I recently wrote about some of the potential triggers of a stock market crash, with inflation being one of the big concerns. I concluded that “the best move I can make during a crash is to update my watchlist of the shares I like, set price targets for them and be ready to buy more at a lower price when markets settle down.” This remains the case. With that in mind, these are the three UK shares I’d buy after any crash.
Warren Buffett’s view
In a stock market crash nearly everything goes down indiscriminately as investors panic. So it can create an opportunity to pick up high-quality companies at a cheaper price. As Warren Buffett said: “Whether we’re talking about socks or stocks, I like buying quality merchandise when it is marked down.” This is exactly what occurs when there’s a stock market crash. For long-term investors, a crash is ideal. It’s not necessary to time a share buy perfectly, it’s enough just to get a hopefully great, well researched company at a lower price and better valuation.
The UK shares I’d snap up
Two of the three UK shares I’d buy I already hold, Legal & General and Diageo. The former as a financial stock would likely fall more heavily than average in any stock market crash. That would in turn push up the already very high dividend yield. The combination of high yield and recovery potential – on top of it being a great business – would make it a compelling long-term buy for me. Of course, Legal & General’s dividend could be cut if times got very hard for a prolonged period, but most crashes are swift and hopefully the next one will be.

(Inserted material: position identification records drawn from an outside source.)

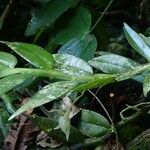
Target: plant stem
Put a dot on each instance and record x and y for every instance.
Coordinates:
(101, 105)
(8, 104)
(102, 15)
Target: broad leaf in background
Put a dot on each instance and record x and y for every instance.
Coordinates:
(7, 60)
(112, 63)
(78, 25)
(34, 54)
(64, 124)
(146, 85)
(47, 14)
(12, 81)
(137, 42)
(72, 65)
(93, 124)
(82, 47)
(47, 94)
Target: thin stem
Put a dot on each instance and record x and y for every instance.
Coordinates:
(101, 105)
(5, 13)
(37, 36)
(102, 15)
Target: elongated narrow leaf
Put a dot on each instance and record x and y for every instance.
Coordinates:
(8, 83)
(78, 25)
(136, 42)
(7, 60)
(132, 72)
(47, 94)
(82, 47)
(112, 63)
(47, 14)
(48, 125)
(35, 73)
(72, 65)
(93, 124)
(145, 39)
(97, 80)
(34, 54)
(146, 85)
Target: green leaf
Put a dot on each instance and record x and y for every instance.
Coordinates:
(64, 124)
(132, 72)
(8, 83)
(112, 63)
(7, 60)
(97, 80)
(82, 47)
(136, 42)
(49, 124)
(72, 65)
(145, 39)
(93, 124)
(34, 54)
(47, 94)
(146, 85)
(78, 25)
(47, 14)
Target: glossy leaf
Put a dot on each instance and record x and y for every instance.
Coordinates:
(93, 124)
(77, 26)
(136, 42)
(8, 83)
(64, 124)
(7, 60)
(82, 47)
(133, 72)
(48, 125)
(146, 85)
(47, 94)
(97, 80)
(145, 39)
(34, 54)
(112, 63)
(72, 65)
(47, 14)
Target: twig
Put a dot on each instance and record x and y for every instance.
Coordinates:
(102, 15)
(5, 13)
(101, 105)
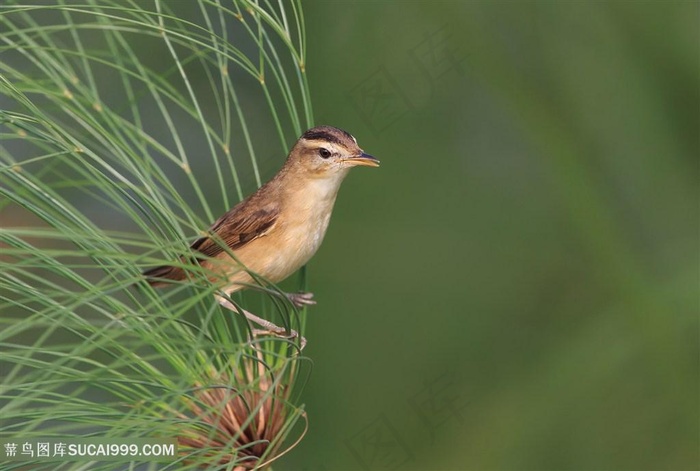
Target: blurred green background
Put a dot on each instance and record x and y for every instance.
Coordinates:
(517, 286)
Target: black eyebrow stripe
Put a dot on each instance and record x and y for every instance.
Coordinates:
(321, 136)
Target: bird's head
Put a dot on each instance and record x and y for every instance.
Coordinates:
(325, 151)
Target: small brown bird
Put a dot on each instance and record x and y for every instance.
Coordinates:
(277, 229)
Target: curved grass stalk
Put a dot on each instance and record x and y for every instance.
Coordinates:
(123, 132)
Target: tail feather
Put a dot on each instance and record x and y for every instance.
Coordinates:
(159, 276)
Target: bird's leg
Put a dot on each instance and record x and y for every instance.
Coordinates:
(268, 327)
(301, 299)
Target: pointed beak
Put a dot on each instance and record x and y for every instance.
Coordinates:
(363, 159)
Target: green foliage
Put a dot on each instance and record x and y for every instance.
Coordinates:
(109, 113)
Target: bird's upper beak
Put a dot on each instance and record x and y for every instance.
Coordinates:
(363, 159)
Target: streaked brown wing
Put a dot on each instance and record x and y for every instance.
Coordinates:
(237, 228)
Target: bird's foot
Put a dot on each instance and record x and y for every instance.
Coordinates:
(301, 299)
(282, 333)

I also rate Diageo very highly for its portfolio of power brands. This is despite the fact that it has relatively high debts. Its big upside is that, in my opinion, it’s a high-quality business, given its high margins and returns on capital.
Strong brands
My third purchase would be Norcros. It’s a construction products company selling showers and other items to housebuilders and retailers in the UK and South Africa. It has strong brands including Triton Showers and a strong distribution network selling its wares to customers. This supports growing revenue and profits, as well as an increasing dividend to investors. This combination of growth and income is appealing.

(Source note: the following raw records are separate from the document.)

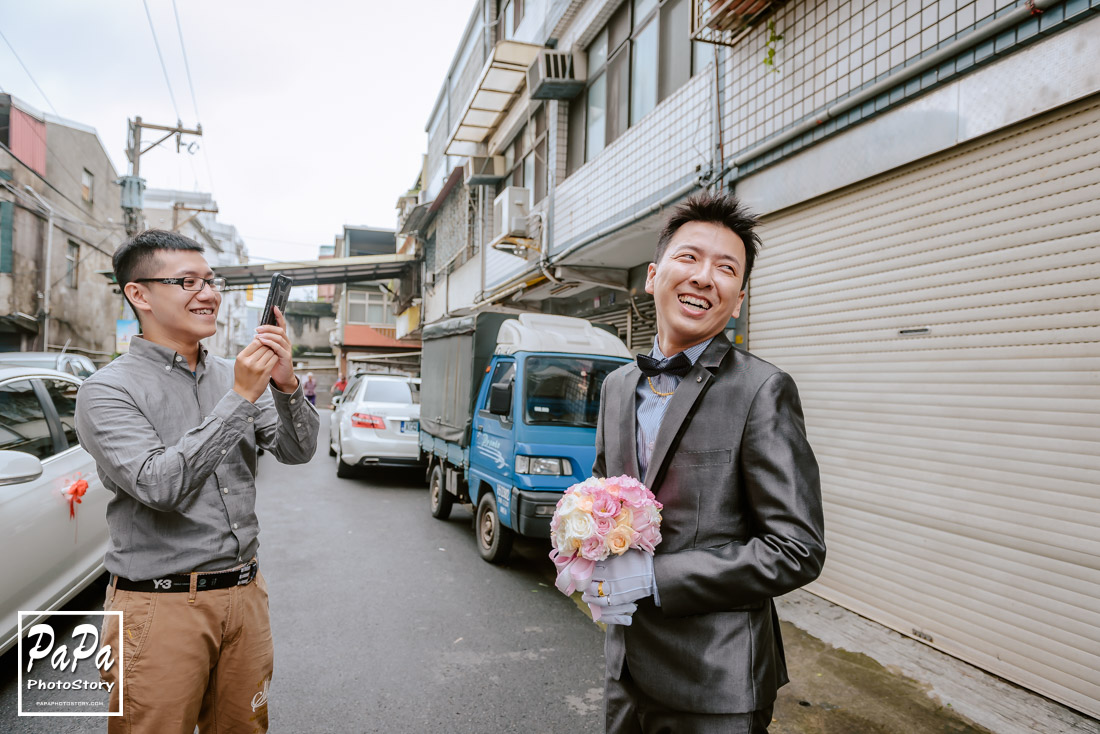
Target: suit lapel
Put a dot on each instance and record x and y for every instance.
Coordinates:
(683, 402)
(628, 422)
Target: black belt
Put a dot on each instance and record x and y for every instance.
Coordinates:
(178, 582)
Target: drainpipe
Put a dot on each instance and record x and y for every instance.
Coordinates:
(972, 39)
(50, 250)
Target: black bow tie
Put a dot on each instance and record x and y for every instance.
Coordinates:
(678, 365)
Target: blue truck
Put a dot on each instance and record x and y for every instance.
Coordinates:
(508, 409)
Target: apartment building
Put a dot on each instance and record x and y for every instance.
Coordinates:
(59, 223)
(926, 174)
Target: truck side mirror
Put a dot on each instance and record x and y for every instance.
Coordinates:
(499, 398)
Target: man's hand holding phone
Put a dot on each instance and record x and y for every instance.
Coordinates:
(274, 338)
(252, 370)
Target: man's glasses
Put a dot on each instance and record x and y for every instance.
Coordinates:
(187, 283)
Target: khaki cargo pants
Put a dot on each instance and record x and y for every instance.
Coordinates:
(200, 658)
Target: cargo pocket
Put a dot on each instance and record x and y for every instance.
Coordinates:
(138, 609)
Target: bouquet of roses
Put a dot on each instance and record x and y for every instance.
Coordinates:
(597, 518)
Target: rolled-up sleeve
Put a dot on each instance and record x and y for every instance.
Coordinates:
(289, 425)
(128, 449)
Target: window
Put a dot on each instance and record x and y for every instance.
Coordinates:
(23, 424)
(508, 21)
(72, 261)
(526, 157)
(87, 185)
(642, 55)
(370, 307)
(63, 394)
(512, 15)
(644, 66)
(387, 391)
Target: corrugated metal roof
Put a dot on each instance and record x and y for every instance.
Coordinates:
(315, 272)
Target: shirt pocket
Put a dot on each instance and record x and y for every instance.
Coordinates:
(702, 458)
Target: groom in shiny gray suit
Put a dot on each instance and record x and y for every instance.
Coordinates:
(693, 641)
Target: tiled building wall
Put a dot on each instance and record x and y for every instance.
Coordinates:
(659, 152)
(832, 50)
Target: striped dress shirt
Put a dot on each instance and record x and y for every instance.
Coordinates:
(651, 406)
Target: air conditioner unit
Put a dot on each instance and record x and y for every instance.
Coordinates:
(510, 210)
(556, 75)
(484, 170)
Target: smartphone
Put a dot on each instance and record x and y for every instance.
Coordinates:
(278, 294)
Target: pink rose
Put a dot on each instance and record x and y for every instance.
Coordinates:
(631, 492)
(593, 548)
(605, 505)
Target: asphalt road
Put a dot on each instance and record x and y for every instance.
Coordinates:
(386, 620)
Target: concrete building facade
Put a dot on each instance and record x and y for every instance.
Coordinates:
(58, 227)
(926, 175)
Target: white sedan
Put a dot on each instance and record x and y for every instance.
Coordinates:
(53, 507)
(375, 424)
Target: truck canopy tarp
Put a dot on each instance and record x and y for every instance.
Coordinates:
(453, 359)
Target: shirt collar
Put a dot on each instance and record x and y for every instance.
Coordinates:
(150, 350)
(692, 352)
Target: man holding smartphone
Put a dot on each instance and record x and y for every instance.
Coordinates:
(174, 431)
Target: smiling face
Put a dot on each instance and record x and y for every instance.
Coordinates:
(696, 285)
(169, 314)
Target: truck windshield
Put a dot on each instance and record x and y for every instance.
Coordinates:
(564, 390)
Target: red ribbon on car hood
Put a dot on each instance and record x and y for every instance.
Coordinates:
(74, 493)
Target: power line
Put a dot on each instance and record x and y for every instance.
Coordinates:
(29, 73)
(195, 101)
(187, 66)
(161, 56)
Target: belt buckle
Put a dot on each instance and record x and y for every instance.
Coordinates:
(246, 574)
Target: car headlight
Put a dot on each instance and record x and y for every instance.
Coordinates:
(543, 466)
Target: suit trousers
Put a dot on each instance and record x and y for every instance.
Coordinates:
(629, 711)
(190, 658)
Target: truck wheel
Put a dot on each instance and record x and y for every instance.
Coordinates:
(441, 500)
(494, 539)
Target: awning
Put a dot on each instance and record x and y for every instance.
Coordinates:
(315, 272)
(502, 78)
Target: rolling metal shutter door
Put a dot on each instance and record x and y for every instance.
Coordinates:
(943, 325)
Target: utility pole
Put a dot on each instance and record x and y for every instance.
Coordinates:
(46, 282)
(178, 206)
(133, 186)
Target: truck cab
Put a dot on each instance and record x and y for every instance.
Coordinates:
(532, 427)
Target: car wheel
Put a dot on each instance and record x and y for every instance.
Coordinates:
(344, 471)
(494, 539)
(441, 500)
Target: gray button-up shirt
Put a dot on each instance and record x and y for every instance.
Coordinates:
(651, 406)
(178, 449)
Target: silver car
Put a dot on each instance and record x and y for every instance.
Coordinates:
(75, 364)
(53, 545)
(375, 424)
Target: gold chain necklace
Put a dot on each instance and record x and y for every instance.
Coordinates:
(656, 392)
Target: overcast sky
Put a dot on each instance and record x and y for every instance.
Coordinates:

The shares are already on a P/E of only nine. So if they got cheaper, they’d potentially be too cheap for me to ignore. The thing that might hold back strong share price growth is any hiccups in its turnaround of the South African business. That’s the big thing to watch out for. Also, there could be more competition or an increase in the pension deficit.
A stock market crash could be an opportunity to pick up shares in quality companies like Legal & General, Diageo and Norcros. I’d certainly buy any of them, especially the former and latter as they are already quite cheap.